Esta pequeña de 11 años es una niña con discapacidad, ya que nació sin brazo derecho. A pesar de esta discapacidad física, Paula Santana ha podido llevar a cabo prácticamente las mismas actividades que el resto de sus compañeros, incluso en clases de gimnasia. Sin embargo, había algo que se le resistía: tocar el timple.
Logra tocar el timple con sus compañeros gracias a una prótesis 3D
El timple es un instrumento musical característico de las Islas Canarias. A simple vista es parecido a una guitarra, aunque de menor tamaño. Además, el timple solamente tiene cinco cuerdas.
Al ser un instrumento emblemático de las Islas Canarias, es habitual que los alumnos aprendan a tocar el timple en clase de música en la mayoría de colegios. Así ocurre también en el Colegio de Educación Infantil y Primaria (CEIP) Chano Sánchez, que se encuentra en Carrizal de Ingenio, Gran Canaria.
Paula Santana es alumna de este centro de educación infantil y primaria. Así, después de varios años, ha conseguido tocar el timple junto a sus compañeros de clase gracias al desarrollo de una prótesis en 3D.
Esto ha sido posible principalmente por el empeño de su profesora de música, Mónica de León, que decidió investigar durante años cómo ayudar a Paula a conseguir sueño. Después de investigar durante un tiempo, la profesora de Paula conoció a Maxi Concepción, que logró desarrollar una prótesis en 3D adaptada a las necesidades de Paula de manera totalmente gratuita.
Una adaptación para seguir disfrutando de la música
En declaraciones para ‘RTVC’, Paula Santana confiesa que «desde pequeña me encantaba la música. Yo me iba a rendir, porque creía que no lo iba a conseguir. Me paso el día cogiendo el móvil de mi madre y viendo cómo la gente puede tocar el timple con facilidad».

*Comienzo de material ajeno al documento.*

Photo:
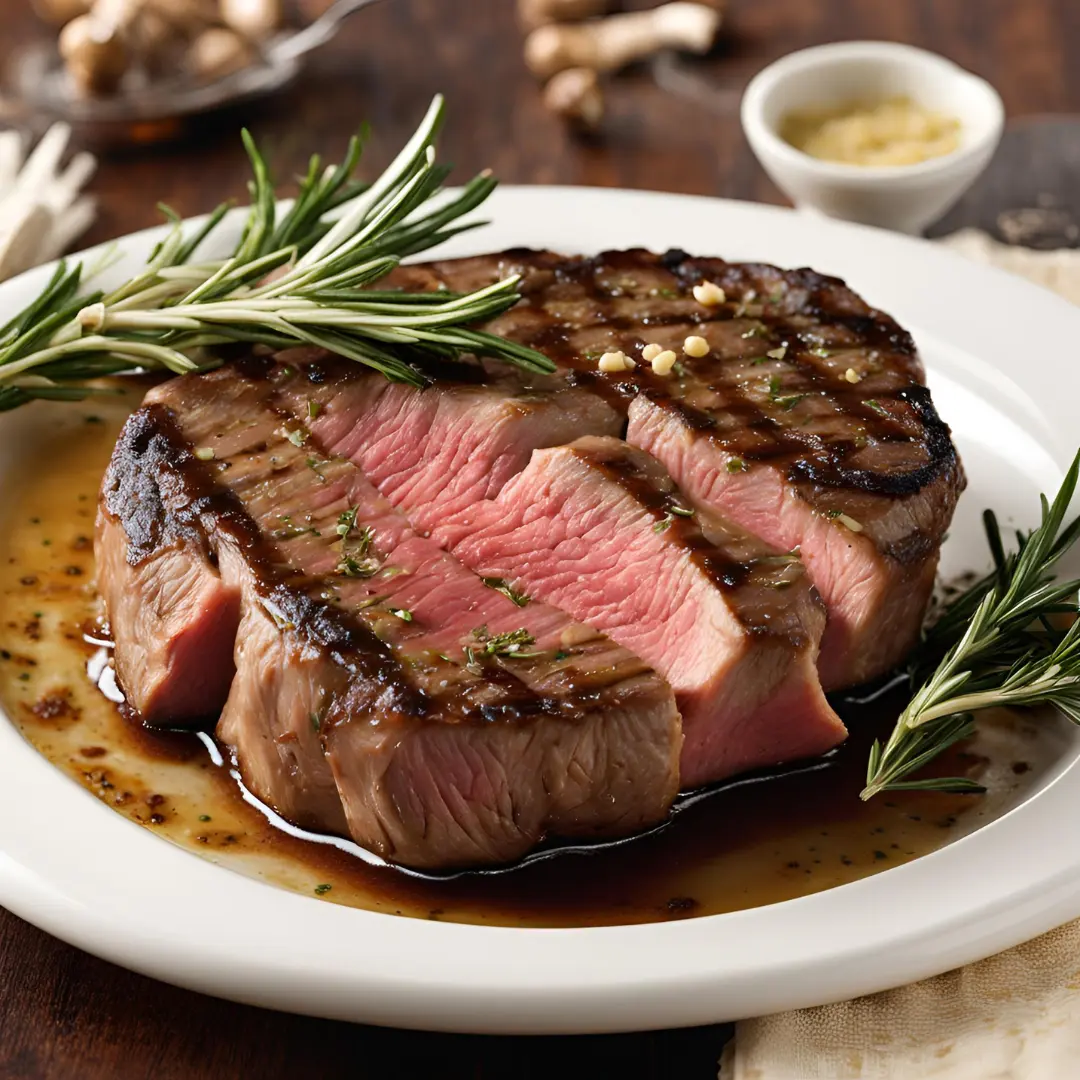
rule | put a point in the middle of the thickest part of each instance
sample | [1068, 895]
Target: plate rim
[459, 977]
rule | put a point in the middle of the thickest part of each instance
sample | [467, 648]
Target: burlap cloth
[1013, 1016]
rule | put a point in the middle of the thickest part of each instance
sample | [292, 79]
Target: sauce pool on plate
[753, 842]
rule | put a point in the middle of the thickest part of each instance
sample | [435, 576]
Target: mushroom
[61, 12]
[534, 13]
[218, 52]
[575, 94]
[94, 54]
[254, 18]
[610, 43]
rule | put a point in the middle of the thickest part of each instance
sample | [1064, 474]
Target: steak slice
[381, 689]
[807, 422]
[173, 618]
[598, 528]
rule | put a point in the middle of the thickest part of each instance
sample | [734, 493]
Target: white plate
[1001, 362]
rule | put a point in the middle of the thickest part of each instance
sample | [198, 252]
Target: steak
[808, 422]
[598, 528]
[455, 621]
[381, 690]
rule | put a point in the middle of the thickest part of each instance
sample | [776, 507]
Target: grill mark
[807, 456]
[727, 574]
[518, 698]
[152, 446]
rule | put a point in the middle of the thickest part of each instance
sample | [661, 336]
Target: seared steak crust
[346, 712]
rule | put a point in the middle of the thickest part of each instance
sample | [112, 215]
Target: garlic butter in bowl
[872, 131]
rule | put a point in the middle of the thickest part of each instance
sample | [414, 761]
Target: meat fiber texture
[376, 704]
[760, 522]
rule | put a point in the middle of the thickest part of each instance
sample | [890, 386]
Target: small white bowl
[905, 198]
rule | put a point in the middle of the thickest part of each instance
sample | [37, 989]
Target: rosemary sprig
[994, 645]
[300, 279]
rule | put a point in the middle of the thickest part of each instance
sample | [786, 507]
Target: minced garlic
[696, 346]
[894, 132]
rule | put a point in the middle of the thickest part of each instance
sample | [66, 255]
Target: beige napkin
[1013, 1016]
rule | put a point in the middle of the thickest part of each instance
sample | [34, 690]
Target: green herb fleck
[509, 644]
[358, 558]
[347, 521]
[501, 586]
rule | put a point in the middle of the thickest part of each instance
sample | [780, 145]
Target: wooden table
[64, 1013]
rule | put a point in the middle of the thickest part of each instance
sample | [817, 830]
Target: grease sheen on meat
[802, 449]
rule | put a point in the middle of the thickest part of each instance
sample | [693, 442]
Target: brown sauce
[750, 845]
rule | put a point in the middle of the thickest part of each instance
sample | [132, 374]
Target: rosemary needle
[299, 279]
[994, 645]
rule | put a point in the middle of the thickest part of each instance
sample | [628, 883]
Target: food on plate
[380, 689]
[806, 421]
[522, 494]
[894, 132]
[464, 556]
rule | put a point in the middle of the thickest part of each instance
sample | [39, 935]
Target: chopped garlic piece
[694, 346]
[663, 363]
[613, 362]
[710, 294]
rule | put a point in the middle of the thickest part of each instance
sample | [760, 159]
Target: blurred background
[388, 59]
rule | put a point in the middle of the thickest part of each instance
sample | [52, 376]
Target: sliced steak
[597, 528]
[381, 689]
[807, 421]
[172, 617]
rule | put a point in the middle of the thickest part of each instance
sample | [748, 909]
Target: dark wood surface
[64, 1013]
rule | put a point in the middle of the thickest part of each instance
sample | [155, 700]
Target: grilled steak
[381, 690]
[448, 621]
[598, 528]
[807, 422]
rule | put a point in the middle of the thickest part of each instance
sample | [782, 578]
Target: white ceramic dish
[906, 198]
[998, 353]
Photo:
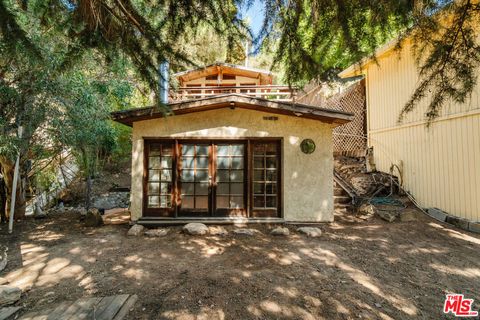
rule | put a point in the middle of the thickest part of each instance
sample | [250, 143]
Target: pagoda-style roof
[128, 117]
[264, 76]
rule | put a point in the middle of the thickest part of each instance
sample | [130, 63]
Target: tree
[37, 88]
[145, 31]
[83, 125]
[318, 38]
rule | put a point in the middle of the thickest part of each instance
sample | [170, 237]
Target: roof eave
[128, 117]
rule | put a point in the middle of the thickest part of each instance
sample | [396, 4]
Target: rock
[93, 218]
[389, 216]
[217, 231]
[82, 211]
[367, 209]
[136, 230]
[9, 295]
[409, 215]
[38, 213]
[310, 231]
[245, 232]
[156, 232]
[437, 214]
[112, 200]
[458, 222]
[195, 229]
[280, 231]
[3, 258]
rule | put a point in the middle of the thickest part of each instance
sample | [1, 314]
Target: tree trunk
[3, 201]
[88, 194]
[8, 168]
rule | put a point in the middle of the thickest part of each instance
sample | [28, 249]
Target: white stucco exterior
[307, 179]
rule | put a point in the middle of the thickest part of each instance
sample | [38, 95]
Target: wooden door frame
[248, 174]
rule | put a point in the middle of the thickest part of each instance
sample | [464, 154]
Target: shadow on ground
[371, 270]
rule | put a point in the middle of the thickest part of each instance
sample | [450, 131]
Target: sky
[254, 15]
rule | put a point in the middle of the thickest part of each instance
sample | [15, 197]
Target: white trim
[423, 122]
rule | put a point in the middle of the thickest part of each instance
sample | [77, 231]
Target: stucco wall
[307, 179]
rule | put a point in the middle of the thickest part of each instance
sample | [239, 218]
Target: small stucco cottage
[234, 146]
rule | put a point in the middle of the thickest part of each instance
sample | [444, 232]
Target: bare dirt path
[357, 269]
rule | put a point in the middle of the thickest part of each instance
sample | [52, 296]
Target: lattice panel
[350, 137]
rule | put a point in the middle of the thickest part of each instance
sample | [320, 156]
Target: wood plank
[126, 307]
[7, 312]
[85, 308]
[74, 308]
[55, 314]
[112, 309]
[39, 315]
[101, 305]
[97, 308]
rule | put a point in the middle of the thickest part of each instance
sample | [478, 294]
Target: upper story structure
[224, 78]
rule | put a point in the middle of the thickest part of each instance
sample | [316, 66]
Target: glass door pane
[195, 177]
[159, 184]
[230, 177]
[265, 175]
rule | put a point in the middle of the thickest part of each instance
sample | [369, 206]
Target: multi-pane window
[230, 176]
[265, 175]
[194, 176]
[159, 183]
[212, 178]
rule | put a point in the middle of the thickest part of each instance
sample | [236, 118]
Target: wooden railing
[270, 92]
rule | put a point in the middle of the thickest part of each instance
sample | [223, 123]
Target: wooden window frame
[249, 211]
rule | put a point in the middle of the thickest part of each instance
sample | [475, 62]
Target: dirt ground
[356, 269]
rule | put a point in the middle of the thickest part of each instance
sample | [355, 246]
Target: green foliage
[46, 179]
[146, 32]
[449, 69]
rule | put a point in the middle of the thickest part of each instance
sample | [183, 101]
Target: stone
[386, 215]
[367, 209]
[3, 258]
[136, 230]
[312, 232]
[38, 212]
[93, 218]
[111, 200]
[408, 215]
[458, 222]
[437, 214]
[280, 231]
[9, 295]
[195, 229]
[474, 227]
[245, 232]
[156, 233]
[217, 231]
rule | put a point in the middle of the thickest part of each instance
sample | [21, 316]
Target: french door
[222, 178]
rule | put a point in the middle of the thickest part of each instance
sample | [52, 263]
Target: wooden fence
[350, 138]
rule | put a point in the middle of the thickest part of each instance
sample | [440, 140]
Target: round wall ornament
[307, 146]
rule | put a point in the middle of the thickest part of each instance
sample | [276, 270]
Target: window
[159, 176]
[211, 77]
[212, 178]
[227, 76]
[265, 175]
[195, 176]
[230, 176]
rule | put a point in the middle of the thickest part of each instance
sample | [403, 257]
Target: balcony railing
[270, 92]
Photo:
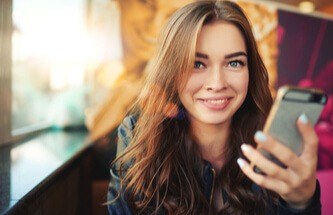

Al respecto, su profesora explica que «quería que pudiera tocar el timple al igual que sus compañeros y que no se sintiera diferente ni excluida». Finalmente, esta niña de 11 años asegura que «estoy súper feliz, porque yo quería tocar el timple y ahora estoy interesada por el violín».
Para Paula ha resultado difícil poder ver cada día a sus compañeros tocando el timple mientras que ella no podía hacer nada. Sin embargo, mantenía la esperanza de algún día poder tocar este instrumento junto a sus amigos de clase.
Su profesora de música era consciente de las limitaciones de Paula, pero también era conocedora de su ilusión por poder tocar el timple. Por ello, decidió investigar para ayudarla. Entonces, apareció Maxi.
Maxi Concepción es un ingeniero de Gran Canaria que decidió implicarse con el sueño de Paula Santana tras conocer su historia. Todo ello, de forma totalmente gratuita. Trabajó durante más de cinco meses para diseñar la prótesis 3D perfecta para Paula.